Emanuel Levy, the Variety film critic, in the latest book on the subject, Oscar Fever, concludes that "in years of fierce contest, the winning performance is not necessarily the strongest; at times it is the weakest."

He cites amongst conspicuous omissions Greta Garbo in Anna Karenina and Liv Ullman in Cries and Whispers, and notes that some actors have been consistently passed over, most notably the late Edward G Robinson. "Bette Davis was denied an Oscar for the greatest performance of her career as Margo Channing in All About Eve .. errors of omission are particularly visible in years in which the nominated achievements are mediocre compared with the excellence of those overlooked."

This year, the LA Times published its own list of controversial and innovative films that lost out to worthy films on "important" subjects. It cited Citizen Kane which lost to How Green Was My Valley in 1941; High Noon which lost to The Greatest Show on Earth in 1952; Bonnie and Clyde which lost to In the Heat of the Night in 1967; All the President's Men which lost to Rocky in 1976; Raging Bull which lost to Ordinary People in 1980; and Goodfellas which lost to Dances with Wolves in 1990.

Some esteemed directors apart from Altman have never won an Oscar for best director. Alfred Hitchcock was one, Martin Scorsese another. On the acting front, there have also been puzzling choices. Neither Dustin Hoffman nor Jon Voight won best actor for their roles in Midnight Cowboy, although the movie won best film Oscar and best director for John Schlesinger. Instead the prize went to John Wayne for True Grit.

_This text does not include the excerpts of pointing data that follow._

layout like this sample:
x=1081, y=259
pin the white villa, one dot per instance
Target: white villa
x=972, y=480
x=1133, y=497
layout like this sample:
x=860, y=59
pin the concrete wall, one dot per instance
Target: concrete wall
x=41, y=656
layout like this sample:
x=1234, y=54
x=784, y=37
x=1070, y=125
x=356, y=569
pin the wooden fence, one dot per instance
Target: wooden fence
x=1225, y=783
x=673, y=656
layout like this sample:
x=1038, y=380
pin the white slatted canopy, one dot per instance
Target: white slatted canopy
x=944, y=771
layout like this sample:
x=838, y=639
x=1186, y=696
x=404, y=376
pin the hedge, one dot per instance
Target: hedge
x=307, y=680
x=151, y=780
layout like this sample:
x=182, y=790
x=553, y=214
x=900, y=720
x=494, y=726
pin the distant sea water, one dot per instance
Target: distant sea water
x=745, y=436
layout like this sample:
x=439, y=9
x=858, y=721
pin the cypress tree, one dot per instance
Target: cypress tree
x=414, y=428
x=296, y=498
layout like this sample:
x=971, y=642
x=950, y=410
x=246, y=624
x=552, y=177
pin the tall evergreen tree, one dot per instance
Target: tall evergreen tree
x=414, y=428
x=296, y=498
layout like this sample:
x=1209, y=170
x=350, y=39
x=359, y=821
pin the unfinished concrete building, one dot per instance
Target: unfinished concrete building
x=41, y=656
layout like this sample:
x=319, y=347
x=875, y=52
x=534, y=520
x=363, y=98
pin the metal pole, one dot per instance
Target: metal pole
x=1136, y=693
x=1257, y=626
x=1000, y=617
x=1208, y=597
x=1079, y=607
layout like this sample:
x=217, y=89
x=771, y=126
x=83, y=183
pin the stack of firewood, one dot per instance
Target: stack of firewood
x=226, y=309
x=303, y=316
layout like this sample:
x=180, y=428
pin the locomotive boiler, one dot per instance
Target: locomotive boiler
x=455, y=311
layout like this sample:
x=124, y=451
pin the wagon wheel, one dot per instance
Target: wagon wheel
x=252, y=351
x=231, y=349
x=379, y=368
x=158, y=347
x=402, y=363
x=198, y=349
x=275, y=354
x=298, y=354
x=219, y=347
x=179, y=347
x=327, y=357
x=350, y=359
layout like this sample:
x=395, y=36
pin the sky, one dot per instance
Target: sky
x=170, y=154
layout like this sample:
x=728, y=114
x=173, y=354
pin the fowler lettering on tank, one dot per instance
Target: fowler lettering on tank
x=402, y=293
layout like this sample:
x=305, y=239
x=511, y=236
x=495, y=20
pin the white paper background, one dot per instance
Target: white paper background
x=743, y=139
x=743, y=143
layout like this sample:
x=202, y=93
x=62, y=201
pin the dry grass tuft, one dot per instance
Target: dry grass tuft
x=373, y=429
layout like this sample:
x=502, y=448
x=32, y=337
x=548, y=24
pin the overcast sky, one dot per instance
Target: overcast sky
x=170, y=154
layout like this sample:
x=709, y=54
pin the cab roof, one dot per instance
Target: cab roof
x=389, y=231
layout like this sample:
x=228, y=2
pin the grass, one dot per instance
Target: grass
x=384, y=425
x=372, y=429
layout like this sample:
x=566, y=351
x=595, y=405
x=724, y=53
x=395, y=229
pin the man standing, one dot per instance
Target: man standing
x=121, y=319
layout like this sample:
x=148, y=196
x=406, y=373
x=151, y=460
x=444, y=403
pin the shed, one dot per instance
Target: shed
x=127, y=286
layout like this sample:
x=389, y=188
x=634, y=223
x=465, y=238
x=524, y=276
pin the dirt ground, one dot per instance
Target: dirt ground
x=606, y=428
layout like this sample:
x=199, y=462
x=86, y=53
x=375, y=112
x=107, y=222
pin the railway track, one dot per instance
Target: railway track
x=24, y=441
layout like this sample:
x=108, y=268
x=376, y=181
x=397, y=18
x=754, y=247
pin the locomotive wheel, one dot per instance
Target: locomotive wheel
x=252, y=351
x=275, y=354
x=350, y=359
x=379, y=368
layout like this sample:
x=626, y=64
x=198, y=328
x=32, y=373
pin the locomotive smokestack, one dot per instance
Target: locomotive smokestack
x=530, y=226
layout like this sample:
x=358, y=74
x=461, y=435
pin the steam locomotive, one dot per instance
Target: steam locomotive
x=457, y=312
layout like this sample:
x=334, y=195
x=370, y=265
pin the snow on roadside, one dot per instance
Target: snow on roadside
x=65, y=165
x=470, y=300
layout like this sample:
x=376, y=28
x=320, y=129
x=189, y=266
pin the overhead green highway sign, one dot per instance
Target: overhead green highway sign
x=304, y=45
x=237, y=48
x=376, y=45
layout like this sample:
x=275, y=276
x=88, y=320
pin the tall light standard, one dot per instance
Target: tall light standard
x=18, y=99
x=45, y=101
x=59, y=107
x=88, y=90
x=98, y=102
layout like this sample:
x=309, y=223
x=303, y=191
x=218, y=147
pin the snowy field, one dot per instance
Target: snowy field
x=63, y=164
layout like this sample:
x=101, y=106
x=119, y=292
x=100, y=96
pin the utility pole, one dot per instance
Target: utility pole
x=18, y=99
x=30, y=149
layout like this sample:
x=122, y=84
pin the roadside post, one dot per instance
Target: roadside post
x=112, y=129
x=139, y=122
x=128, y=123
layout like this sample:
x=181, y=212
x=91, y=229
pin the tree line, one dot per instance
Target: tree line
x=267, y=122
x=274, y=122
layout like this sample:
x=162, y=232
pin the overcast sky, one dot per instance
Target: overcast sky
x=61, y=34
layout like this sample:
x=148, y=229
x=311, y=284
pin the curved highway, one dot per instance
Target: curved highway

When Spartacus lost out in 1960, the feeling was that it was a victim of the cold war. It was based on a book by a former communist, Howard Fast, and its script was by Dalton Trumbo, who had been jailed for refusing to testify to the House of Representatives committee on un-American activities. Mr Trumbo had already embarrassed the academy by winning an Oscar for The Brave One in 1957 under the pseudonym Robert Rich.

Kirk Douglas lost the best actor prize that year to Burt Lancaster in Elmer Gantry and told Entertainment Weekly in this year's Oscar special that "I thought we were unfairly discriminated against". The other epic of the era, Ben Hur, upset some critics by beating Some Like It Hot to the best film prize.

Whoever does win this year may make briefer thank-you speeches than usual. Conscious of the concerns of programme schedulers and people with low saccharine tolerance, the academy is offering the prize of a new high definition television set to the maker of the shortest speech. In a further bid to cut the endless thank yous, it has also offered to allow entire lists of thank yous to be posted on the internet ,so that winners who want to thank "everyone I have ever met in my life" can do so in full without delaying the actual ceremony. This year's big steal? No-one seems sure, although if, as one New York rumour has it, Chocolat wins against the odds, there will be plenty of candidates.

As for Willie Fulgear, well, he has made it into Vanity Fair's special Oscars issue, but is he happy? "I wish I'd never seen them Oscars," he is quoted as saying. "I'm taking medication! I am stressed!" He put $40,000 of the reward money in a safe at his home but when he came back from a trip last June both the safe and the money had gone. He has put the word out to the academy that he would like tickets to this year's event. So far they have not been forthcoming.